Sintetizzando il più possibile, te dici che il nostro è un paese rovesciato: dove sono i ladri a rincorrere le guardie, dove chi non la pensa come te è un nemico da abbattere con ogni mezzo e non qualcuno con cui confrontarsi, dove non funziona niente ma dove tutti difendono tutto da tutto cristallizzando la situazione in un immobilismo perpetuo, con una classe dirigente leccaculo ed incapace di dare una qualsiasi prospettiva. Concludi dicendo che nonostante tu sia ben armato di fiducia nella Politica e di buona volontà, non ti sembra che ci siano le possibilità per invertire questa tendenza, e che tutto questo ci porterà allo sfacelo.

Tutti quelli che, leggendo il tuo articolo, ti hanno dato torto sono degli sciocchi (oppure persone molto fortunate). Purtroppo la sintesi del “Sistema Italia” è quanto mai vicino a quello che hai detto; il nostro è un paese veramente allo sbando. E quel che mi fa veramente impressione è come la classe dirigente, categoria nella quale annovero tutta la classe politica compresi partiti (quindi ci siamo dentro anche io e te, seppur con ruoli molto residuali) e amministratori, ma anche i sindacati, gli industriali, gli intellettuali e i professionisti, sia incapace di pensare e poi di proporre una idea di futuro che appassioni e coinvolga almeno la metà degli italiani. Siamo messi male e senza prospettiva.

Ma quando chiedi “Chi me lo fa fare di impegnarmi in un paese che i cambiamenti li rifiuta”, l’unica risposta possibile che posso darti è una ed una soltanto: perché è giusto.

C’era un mio amico che mi faceva sempre l’esempio dei monaci amanuensi: pensa al medioevo, un momento buio per tutta l’umanità. Ricco di malattie, di carestie, di ignoranza e della violenza. Un’epoca oscura dove superstizione e magia, oppressione e ingiustizia, sostituivano la ragione e la scienza. Pensa che questi monaci, in un periodo dove i libri venivano bruciati, passavano la vita a ricopiare e a salvare e tramandare le opere scritte che avevano a disposizione.
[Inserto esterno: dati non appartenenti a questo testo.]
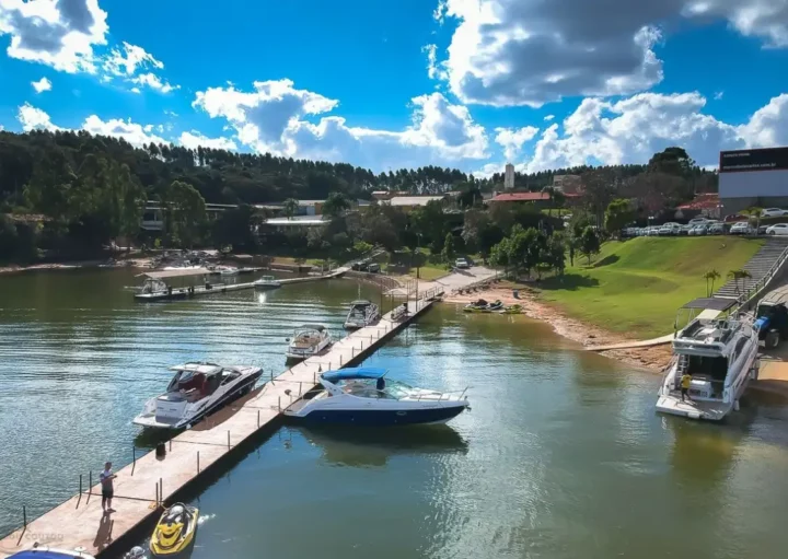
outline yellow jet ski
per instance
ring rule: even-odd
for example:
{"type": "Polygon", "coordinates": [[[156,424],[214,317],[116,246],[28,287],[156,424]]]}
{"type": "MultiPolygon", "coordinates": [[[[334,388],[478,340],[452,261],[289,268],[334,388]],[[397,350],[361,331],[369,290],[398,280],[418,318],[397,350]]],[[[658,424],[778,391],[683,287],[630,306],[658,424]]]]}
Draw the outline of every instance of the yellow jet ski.
{"type": "Polygon", "coordinates": [[[199,510],[175,503],[164,511],[151,536],[150,549],[155,557],[179,554],[194,541],[199,510]]]}

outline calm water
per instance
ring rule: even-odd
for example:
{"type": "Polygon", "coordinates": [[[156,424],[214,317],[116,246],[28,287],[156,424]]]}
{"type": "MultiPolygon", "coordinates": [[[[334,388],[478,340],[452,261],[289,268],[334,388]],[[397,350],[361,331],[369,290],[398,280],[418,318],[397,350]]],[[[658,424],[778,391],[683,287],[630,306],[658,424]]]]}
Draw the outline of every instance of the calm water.
{"type": "MultiPolygon", "coordinates": [[[[150,444],[130,423],[188,359],[285,369],[303,322],[335,334],[348,280],[137,304],[128,271],[0,277],[0,533],[150,444]]],[[[788,411],[728,424],[654,415],[659,379],[520,317],[443,305],[368,360],[471,385],[447,428],[282,428],[196,501],[195,559],[784,558],[788,411]]]]}

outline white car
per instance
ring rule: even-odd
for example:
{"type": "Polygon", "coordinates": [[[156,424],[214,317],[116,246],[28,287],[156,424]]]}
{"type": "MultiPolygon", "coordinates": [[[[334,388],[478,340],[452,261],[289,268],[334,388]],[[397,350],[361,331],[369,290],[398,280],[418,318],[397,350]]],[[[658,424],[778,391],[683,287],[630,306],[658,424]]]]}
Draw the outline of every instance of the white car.
{"type": "Polygon", "coordinates": [[[739,221],[733,223],[730,231],[731,235],[752,235],[753,229],[746,221],[739,221]]]}
{"type": "Polygon", "coordinates": [[[767,235],[788,235],[788,223],[777,223],[766,228],[767,235]]]}
{"type": "Polygon", "coordinates": [[[788,210],[781,208],[764,208],[761,210],[762,218],[785,218],[788,216],[788,210]]]}

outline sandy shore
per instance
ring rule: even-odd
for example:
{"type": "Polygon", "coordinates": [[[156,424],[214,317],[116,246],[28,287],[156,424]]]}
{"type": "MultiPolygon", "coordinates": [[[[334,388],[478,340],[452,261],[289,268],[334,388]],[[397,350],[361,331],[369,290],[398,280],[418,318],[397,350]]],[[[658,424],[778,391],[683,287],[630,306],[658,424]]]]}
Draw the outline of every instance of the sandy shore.
{"type": "MultiPolygon", "coordinates": [[[[595,326],[590,326],[575,318],[570,318],[555,308],[537,301],[535,293],[529,289],[520,289],[520,299],[514,299],[511,288],[493,288],[486,291],[465,295],[450,295],[443,299],[447,303],[467,304],[478,299],[486,301],[500,300],[507,305],[519,304],[523,313],[532,318],[544,321],[553,329],[565,338],[569,338],[582,346],[607,346],[633,341],[621,334],[614,334],[595,326]]],[[[671,360],[671,346],[654,346],[650,348],[616,349],[600,351],[600,354],[607,356],[626,363],[650,369],[654,372],[662,372],[671,360]]]]}

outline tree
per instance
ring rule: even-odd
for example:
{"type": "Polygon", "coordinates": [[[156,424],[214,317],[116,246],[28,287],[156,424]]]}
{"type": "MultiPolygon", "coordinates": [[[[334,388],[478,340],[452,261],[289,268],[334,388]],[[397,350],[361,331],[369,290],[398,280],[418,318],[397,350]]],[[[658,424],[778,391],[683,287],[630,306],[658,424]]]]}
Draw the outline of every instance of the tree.
{"type": "Polygon", "coordinates": [[[296,198],[288,198],[282,205],[282,210],[285,210],[285,216],[287,217],[287,219],[292,219],[293,216],[296,216],[298,209],[299,201],[296,198]]]}
{"type": "Polygon", "coordinates": [[[746,280],[748,278],[752,278],[752,275],[744,269],[738,269],[738,270],[730,270],[728,272],[728,278],[732,279],[735,282],[737,287],[737,293],[741,293],[742,289],[739,286],[739,282],[743,283],[743,287],[746,288],[746,280]]]}
{"type": "Polygon", "coordinates": [[[164,229],[170,241],[179,246],[192,247],[198,241],[206,222],[206,205],[202,196],[188,183],[174,180],[161,195],[164,209],[164,229]]]}
{"type": "Polygon", "coordinates": [[[706,273],[704,273],[704,279],[706,280],[706,296],[711,296],[711,293],[714,293],[715,281],[720,279],[720,273],[715,268],[711,268],[706,270],[706,273]],[[711,283],[710,288],[709,282],[711,283]]]}
{"type": "Polygon", "coordinates": [[[580,237],[580,253],[586,255],[589,259],[589,266],[591,265],[591,256],[600,253],[600,240],[591,225],[587,226],[582,236],[580,237]]]}
{"type": "Polygon", "coordinates": [[[441,257],[443,258],[444,263],[452,264],[455,256],[456,254],[454,253],[454,235],[452,235],[451,233],[447,233],[445,241],[443,241],[443,251],[441,252],[441,257]]]}
{"type": "Polygon", "coordinates": [[[343,193],[332,193],[323,203],[323,213],[331,218],[341,216],[350,209],[350,200],[343,193]]]}
{"type": "Polygon", "coordinates": [[[607,205],[605,210],[605,230],[611,235],[619,236],[622,229],[635,219],[635,211],[629,200],[617,198],[607,205]]]}

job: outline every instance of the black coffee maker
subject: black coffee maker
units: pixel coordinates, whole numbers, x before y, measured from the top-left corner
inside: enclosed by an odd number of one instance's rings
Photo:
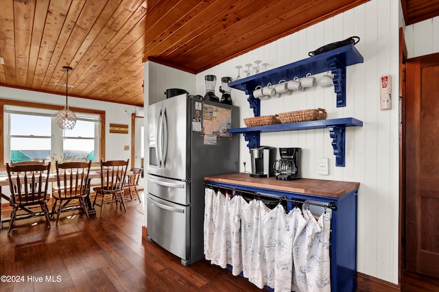
[[[273,171],[278,173],[279,180],[293,180],[300,178],[301,148],[279,148],[281,159],[273,163]]]

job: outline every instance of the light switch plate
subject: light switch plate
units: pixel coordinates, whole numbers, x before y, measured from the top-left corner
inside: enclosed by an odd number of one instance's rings
[[[329,170],[328,167],[328,158],[322,158],[318,159],[318,166],[317,171],[320,175],[328,175]]]

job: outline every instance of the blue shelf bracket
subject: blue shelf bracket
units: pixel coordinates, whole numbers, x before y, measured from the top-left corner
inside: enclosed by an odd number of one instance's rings
[[[346,106],[346,67],[337,59],[328,60],[332,73],[334,92],[337,95],[337,107]]]
[[[248,141],[247,147],[248,150],[261,145],[261,132],[246,132],[242,133],[244,136],[244,139]]]
[[[261,99],[259,98],[254,98],[253,96],[253,92],[248,90],[246,90],[246,94],[248,95],[248,98],[247,98],[247,101],[248,104],[250,104],[250,108],[253,109],[253,114],[254,117],[261,116]]]
[[[346,127],[343,125],[333,125],[329,127],[329,136],[332,138],[332,147],[335,156],[335,166],[344,167],[344,150]]]

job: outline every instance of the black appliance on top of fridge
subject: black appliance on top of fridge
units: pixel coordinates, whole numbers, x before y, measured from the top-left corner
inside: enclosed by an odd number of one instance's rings
[[[236,106],[173,97],[147,108],[147,239],[181,258],[204,258],[204,177],[239,172]]]

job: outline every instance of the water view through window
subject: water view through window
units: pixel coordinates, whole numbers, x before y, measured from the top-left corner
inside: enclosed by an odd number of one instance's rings
[[[10,114],[11,160],[95,160],[96,121],[78,120],[73,130],[54,125],[53,115]]]

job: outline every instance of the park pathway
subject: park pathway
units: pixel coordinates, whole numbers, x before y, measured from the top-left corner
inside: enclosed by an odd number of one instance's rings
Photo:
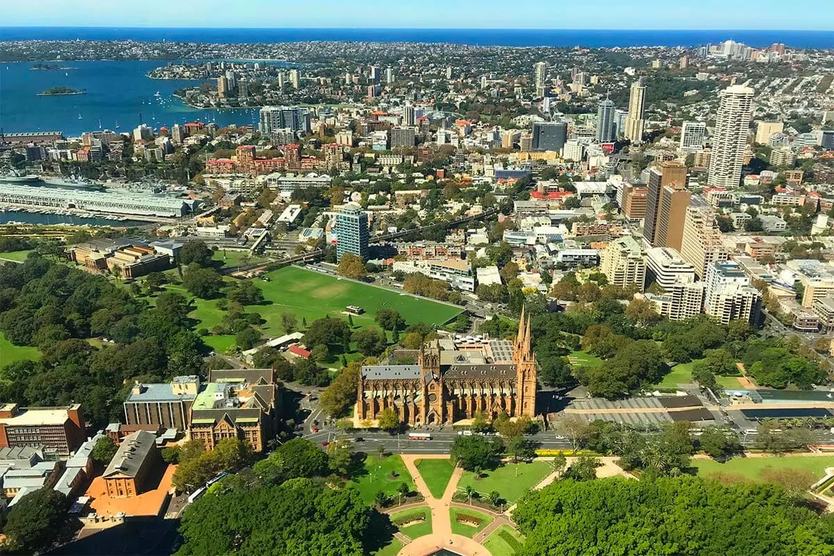
[[[397,556],[426,556],[440,548],[449,548],[463,556],[490,556],[490,552],[476,541],[452,533],[452,519],[449,509],[452,503],[452,496],[458,488],[458,481],[463,475],[463,469],[455,468],[449,484],[443,496],[436,498],[431,495],[428,485],[417,469],[418,459],[448,459],[449,456],[440,453],[430,455],[406,454],[401,455],[405,468],[411,473],[417,492],[425,498],[425,504],[431,510],[431,534],[418,537],[397,553]]]

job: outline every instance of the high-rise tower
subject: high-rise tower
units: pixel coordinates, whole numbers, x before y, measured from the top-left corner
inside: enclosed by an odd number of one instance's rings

Non potevano certo immaginare cosa sarebbe successo dopo: ma lo facevano, perché era giusto salvare quei testi dagli strazi di quell’epoca.
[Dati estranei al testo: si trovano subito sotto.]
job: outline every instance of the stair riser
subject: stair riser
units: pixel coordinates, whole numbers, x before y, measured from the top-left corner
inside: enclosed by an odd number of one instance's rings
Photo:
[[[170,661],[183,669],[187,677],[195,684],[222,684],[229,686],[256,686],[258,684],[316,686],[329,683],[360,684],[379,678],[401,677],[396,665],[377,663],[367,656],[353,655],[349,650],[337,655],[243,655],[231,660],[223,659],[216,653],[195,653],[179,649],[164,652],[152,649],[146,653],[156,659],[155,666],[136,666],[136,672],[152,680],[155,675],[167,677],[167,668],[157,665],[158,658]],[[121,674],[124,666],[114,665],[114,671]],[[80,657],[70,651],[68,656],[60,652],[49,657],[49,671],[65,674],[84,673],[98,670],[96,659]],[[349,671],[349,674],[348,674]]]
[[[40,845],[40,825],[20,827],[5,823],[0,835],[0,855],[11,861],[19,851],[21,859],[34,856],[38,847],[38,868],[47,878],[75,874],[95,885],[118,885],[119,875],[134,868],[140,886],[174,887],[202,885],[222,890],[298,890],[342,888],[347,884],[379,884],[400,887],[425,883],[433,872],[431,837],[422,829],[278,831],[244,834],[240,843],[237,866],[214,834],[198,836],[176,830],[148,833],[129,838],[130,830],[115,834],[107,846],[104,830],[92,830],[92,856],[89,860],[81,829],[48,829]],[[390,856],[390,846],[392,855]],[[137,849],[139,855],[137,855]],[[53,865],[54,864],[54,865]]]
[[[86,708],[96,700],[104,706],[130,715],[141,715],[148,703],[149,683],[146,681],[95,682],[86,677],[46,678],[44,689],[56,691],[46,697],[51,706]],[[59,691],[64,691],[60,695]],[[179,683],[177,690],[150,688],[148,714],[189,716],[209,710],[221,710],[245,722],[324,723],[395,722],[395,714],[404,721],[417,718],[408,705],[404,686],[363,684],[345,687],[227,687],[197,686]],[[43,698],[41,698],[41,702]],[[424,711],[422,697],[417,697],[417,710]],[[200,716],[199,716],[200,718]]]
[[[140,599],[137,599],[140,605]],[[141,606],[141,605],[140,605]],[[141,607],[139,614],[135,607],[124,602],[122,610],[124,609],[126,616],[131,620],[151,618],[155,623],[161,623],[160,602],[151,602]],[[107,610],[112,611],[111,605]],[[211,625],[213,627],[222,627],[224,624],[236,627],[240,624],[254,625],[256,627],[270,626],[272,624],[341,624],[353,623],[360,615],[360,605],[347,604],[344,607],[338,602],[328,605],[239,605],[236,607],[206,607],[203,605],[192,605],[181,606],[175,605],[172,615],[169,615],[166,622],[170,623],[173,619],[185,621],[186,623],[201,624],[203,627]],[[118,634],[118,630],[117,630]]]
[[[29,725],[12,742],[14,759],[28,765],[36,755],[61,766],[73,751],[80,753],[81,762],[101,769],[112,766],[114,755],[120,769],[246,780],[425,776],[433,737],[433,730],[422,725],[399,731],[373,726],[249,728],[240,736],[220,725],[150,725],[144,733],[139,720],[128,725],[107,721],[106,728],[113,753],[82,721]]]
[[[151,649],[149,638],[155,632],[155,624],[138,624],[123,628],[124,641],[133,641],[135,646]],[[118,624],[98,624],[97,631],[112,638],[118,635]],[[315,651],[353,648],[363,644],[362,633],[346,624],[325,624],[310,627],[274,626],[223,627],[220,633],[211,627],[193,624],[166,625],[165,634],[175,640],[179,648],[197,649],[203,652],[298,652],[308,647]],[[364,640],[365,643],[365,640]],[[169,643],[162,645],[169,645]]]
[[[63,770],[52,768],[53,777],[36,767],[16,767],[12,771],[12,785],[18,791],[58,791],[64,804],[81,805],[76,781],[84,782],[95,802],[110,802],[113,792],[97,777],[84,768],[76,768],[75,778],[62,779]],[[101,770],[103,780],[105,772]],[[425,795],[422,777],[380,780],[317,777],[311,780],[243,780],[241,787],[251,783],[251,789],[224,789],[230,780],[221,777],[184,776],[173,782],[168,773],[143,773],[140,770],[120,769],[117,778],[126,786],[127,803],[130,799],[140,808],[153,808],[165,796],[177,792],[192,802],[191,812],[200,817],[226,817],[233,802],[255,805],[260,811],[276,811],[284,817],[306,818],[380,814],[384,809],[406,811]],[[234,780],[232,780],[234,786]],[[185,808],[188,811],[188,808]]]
Oggi io e te e mille altri ci troviamo in un medioevo scintillante, ricco di pailettes e cotillons, ma non per questo meno buio. E mentre chi può abbandona questa nazione per cercare (e trovare) fortuna altrove, dove la cultura viene lasciata morire perché ha poco share, dove gli omologati e i ruffiani hanno più successo dei meritevoli e l’egoismo la fa da padrone, noi abbiamo il compito di non smettere di pensare.

Se questo paese rinascerà, prima o poi, saremo stati anche noi a tenere al sicuro il seme capace di germogliare. E se non lo farà, almeno ci avremo provato. Nessuno è obbligato a farlo, così come nessuno ce la ha chiesto (ed è per questo che anche un blog come il nostro è oggetto di critiche): ma lo facciamo perché è giusto. Beh, in bocca la lupo per noi!